Dann aber los bei totaler Windstille. Am Schluss kam doch noch etwas Wind auf, so dass wir unsere reparierte Vorstagaufhängung testen konnten (Spannung muss noch deutlich nachgebessert werden). Geankert haben wir noch in der San Francisco Bay bei McNears Beach am Eingang zur San Pablo-Bucht. Wir waren nicht die einzigen Segler, aber der Ort war suboptimal. Die Strömung drehte uns so, dass Wind und Welle seitlich auf uns drückten, eine ungemütliche erste Nacht war die Folge.

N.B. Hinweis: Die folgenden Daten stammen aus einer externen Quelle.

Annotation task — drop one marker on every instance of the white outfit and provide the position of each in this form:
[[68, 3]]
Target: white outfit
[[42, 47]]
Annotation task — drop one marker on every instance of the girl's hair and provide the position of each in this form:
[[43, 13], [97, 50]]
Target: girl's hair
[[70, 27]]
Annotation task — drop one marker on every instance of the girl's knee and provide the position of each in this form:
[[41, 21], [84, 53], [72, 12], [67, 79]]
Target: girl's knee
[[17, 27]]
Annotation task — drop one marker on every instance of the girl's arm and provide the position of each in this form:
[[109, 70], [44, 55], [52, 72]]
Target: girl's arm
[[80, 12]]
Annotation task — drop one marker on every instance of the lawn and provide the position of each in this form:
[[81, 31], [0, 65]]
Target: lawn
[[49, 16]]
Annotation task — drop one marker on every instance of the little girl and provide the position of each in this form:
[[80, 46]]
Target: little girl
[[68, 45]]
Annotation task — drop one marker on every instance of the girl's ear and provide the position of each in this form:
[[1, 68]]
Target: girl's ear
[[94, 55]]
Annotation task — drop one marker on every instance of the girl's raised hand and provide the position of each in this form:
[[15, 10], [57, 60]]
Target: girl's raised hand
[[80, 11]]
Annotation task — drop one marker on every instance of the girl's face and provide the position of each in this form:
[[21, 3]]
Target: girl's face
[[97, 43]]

Erste Arbeiten standen auch schon wieder an: ein (neuer) Dieselfilter hatte ein klitzekleines Loch (!!), so dass unsere Bilge am Abend nicht mehr trocken, sondern etwas von Diesel benetzt war. Seltsamer Schaden, aber einfach behebbar.
Als wir Anker auf gingen war die Kette straff nach hinten gezogen, ein seltener Anblick. Mit der Kette kam sehr viel Schlick mit hoch und sorgte dafür, dass die Kette nicht mehr gut in der Ankerwinsch lief. Resultat war eine verkeilte Kette und die Ankerkette lief nur noch in eine Richtung, zum Glück hoch. Vermutetes Problem: Fussschalter undicht und korrodiert. Etwas für den Abend.

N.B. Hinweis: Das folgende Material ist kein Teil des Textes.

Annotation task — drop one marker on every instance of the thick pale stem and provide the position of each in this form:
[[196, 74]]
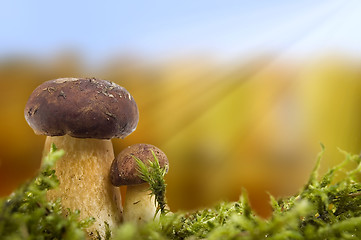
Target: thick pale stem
[[139, 205], [83, 173]]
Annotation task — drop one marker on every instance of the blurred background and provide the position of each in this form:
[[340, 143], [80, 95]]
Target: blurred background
[[238, 94]]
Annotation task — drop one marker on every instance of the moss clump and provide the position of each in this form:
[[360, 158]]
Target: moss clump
[[26, 214], [323, 209]]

Wir fuhren früh los, auflaufendes Wasser war immer noch frühmorgens und so konnten wir mit etwas Schub rechnen. Da wir erstaunlich viel Wind hatten – bis zu 35 Knoten – wurde aus der erwarteten gemütlichen Flussfahrt eine wilde Rauschefahrt mit bis zu 9 Knoten über Grund – bis wir aus der Bucht in den Fluss einbogen. Da war der Wind wieder weg. Aber nicht für lange. Elgard reichte es gerade zum Kochen, dann ging es wieder weiter mit dem Starkwind, diesmal von vorne. Auch unter Motor war es eine anstrengende und ungemütliche Fahrt.
Ruhe kehrte vorerst erst ein, als der Fluss sich verzweigte und verengte und wir die Richtung stark ändern konnten.

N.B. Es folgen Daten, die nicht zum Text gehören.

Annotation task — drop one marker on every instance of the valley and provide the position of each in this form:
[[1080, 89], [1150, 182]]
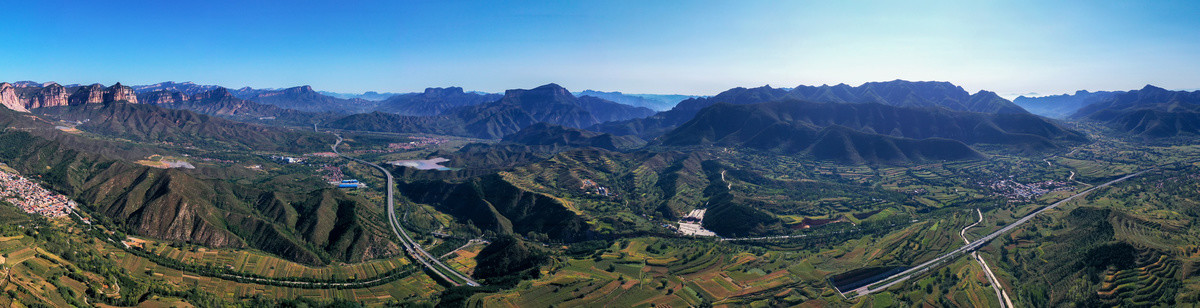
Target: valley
[[532, 200]]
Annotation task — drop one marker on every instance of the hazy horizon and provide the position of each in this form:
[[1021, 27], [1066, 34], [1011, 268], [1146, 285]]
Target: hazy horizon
[[687, 48]]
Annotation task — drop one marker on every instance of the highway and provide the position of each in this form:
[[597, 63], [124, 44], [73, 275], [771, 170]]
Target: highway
[[1001, 295], [970, 247], [413, 248]]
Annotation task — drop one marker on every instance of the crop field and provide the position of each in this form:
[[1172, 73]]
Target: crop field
[[687, 272], [256, 263], [415, 285]]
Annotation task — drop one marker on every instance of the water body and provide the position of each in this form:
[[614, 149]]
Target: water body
[[425, 164], [856, 278]]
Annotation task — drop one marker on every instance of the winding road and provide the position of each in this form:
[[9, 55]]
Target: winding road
[[972, 246], [414, 249], [1001, 295]]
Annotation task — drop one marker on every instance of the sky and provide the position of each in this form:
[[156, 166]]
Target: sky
[[637, 47]]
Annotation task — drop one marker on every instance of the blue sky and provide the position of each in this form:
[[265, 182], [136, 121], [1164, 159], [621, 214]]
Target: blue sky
[[653, 47]]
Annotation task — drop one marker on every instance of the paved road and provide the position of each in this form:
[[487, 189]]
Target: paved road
[[413, 248], [987, 270], [945, 258]]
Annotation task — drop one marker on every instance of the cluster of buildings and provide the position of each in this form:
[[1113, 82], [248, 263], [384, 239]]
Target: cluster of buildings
[[591, 187], [331, 173], [417, 143], [31, 198], [287, 159], [349, 183], [690, 224], [1018, 191]]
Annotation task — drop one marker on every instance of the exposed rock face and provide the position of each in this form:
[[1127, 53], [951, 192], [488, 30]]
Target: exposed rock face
[[52, 95], [9, 98], [120, 92], [88, 95], [162, 97]]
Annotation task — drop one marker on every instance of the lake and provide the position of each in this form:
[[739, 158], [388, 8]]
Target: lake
[[425, 164]]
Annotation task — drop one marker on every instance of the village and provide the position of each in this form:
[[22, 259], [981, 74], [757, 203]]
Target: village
[[1018, 191], [31, 198]]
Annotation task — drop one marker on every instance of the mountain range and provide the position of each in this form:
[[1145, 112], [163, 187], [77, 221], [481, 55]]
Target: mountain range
[[1062, 106], [1150, 113], [897, 92], [433, 101], [655, 102], [864, 132]]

Eine Besonderheit des Sacramento Rivers (und wohl auch anderer Flüsse in den USA) ist, dass man viele Brücken passiert, die auf Funk-Anruf sich heben, drehen oder sich nach oben klappen.
Im Winter sind die Öffnungszeiten aber etwas kürzer als im Sommer. Das führte zu eine beschleunigten Fahrt am Schluss des Tages, da wir die nächste Brücke unbedingt noch vor Betriebsschluss um 17 Uhr erreichen wollten. Denn im Abschnitt, in dem wir uns befanden, schien der Grund nicht besonders geeignet, um zu ankern (wir hatten es probiert). Das Mittagessen war immer noch nicht serviert, es wurde ein Snickers als Überbrückung gereicht, die Prioritäten lagen anders.

Schliesslich klappte das und wir legten uns gleich nach der Brücke von Walnut Grove an den Dorfsteg. Ein superruhiges Plätzchen und endlich auch Zeit zum vom Mittag- zum Nachtessen mutierten Essen. Es ist übrigens Thanksgiving.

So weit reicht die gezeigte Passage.